Communications & Media

Tasmania’s emerging industry trends confirm a shift to part-time work

The healthcare and social assistance sector has overtaken retail as the largest source of jobs in Tasmania, a new report by the Institute for the Study of Social Change has found.

Demographer Lisa Denny’s analysis of the 2016 Census has also revealed that since 2006, manufacturing has dropped from the top five providers of employment in Tasmania, overtaken by three sectors: education and training; public administration and safety; and accommodation and food services.

In the second of the Institute Insight series, Ms Denny said that while the Tasmanian workforce grew 4.8 per cent (9,672 people) from 2006 to 2016, the composition of the workforce by industry sector shifted considerably, with nine industry sectors experiencing workforce decline. As with Insight One, which examined changes to the way Tasmanian men and women participate in work, the Insight Two report has found a significant shift from full time to part-time work.

Key Insight Two findings:

  • In Tasmania since 2006, the size of the workforce increased in 10 of the 19 Australian and New Zealand Standard Industrial Classification (ANZSIC) industry sectors;
  • The healthcare and social assistance sector became the largest workforce and contributed the greatest growth in both absolute and relative terms to the whole Tasmanian workforce;
  • The Tasmanian workforce is dominated by industry sectors that are largely publicly funded;
  • The greatest job losses were experienced by men employed full time in the male-dominated, manufacturing sector;
  • The greatest job gains were experienced by women employed part-time in the services-based sectors of healthcare and social assistance and education and training;
  • The construction industry was the only sector in which the majority of workforce growth was in full-time employment (74.2 per cent of additional construction jobs were full time);
  • More than half the workforce in six of the 19 industry sectors was aged over 45. This included two of the largest and fastest-growing sectors: healthcare and social assistance (54.6 per cent); and education and training (54.4 per cent).

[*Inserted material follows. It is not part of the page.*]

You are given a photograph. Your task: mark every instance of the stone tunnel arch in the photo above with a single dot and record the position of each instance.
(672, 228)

The Insight Two report reveals that the size of a sector’s workforce does not necessarily reflect the sector’s contribution to the Tasmanian economy in terms of Gross State Product (GSP).

Despite a reduction in the size of the workforce, the agriculture, forestry and fishing sector overtook manufacturing as the greatest contributor to the Tasmanian economy in the 2015/16 financial year, accounting for 10.3 per cent of GSP (up 0.5 of a percentage point since 2005/06).

Manufacturing fell from first to third position in terms of contribution to the economy, falling from 11.5 per cent of GSP in 2005/06 to 8.3 per cent in 2015/16.

As well as increasing the size of the workforce, the healthcare and social assistance sector also increased its economic contribution, becoming the second-greatest contributor to GSP, surpassing construction (which dropped to fourth), education and training (which remained fifth) and transport, postal and warehousing (which dropped to sixth).

Although their overall contributions to the economy and workforce are relatively small, there were considerable GSP contribution increases in the decade from 2006 from the financial and insurance services sector (up 1.1 percentage point); the professional, scientific and technological services sector (up 1.0 percentage point); and the information media and telecommunications sector (up 0.7 of percentage points).

Ms Denny said the findings pointed to key challenges, but also opportunities, for the future of Tasmania’s work environment.

“Given that more than half the workforce in six of the 19 industry sectors is aged over 45, including in two of the largest and fastest growing sectors - healthcare and social assistance; and education and training - it is likely that over the next 15 to 20 years around half the workers will exit the workforce,” Ms Denny said.

“This will create challenges in projecting and planning for new and replacement labour, and providing appropriate education and training services. The opportunity, however, is workforce renewal, including the potential for increased productivity, if managed well.”

Ms Denny said key issues included:

  • How to maintain engagement and productivity in the workforce by older workers;
  • How to transfer skills and knowledge across industries as workforces fluctuate;
  • How to project employment demand for new jobs and labour to replace an ageing/retiring workforce;
  • How to challenge gender stereotypes to encourage men and women to consider work opportunities in non-traditional sectors;

·       How to increase employment in the private, traded sectors for both men and women;

·       How to reverse the decline in full-time employment to ensure Tasmanians have the opportunity to improve their economic and social prosperity and well-being.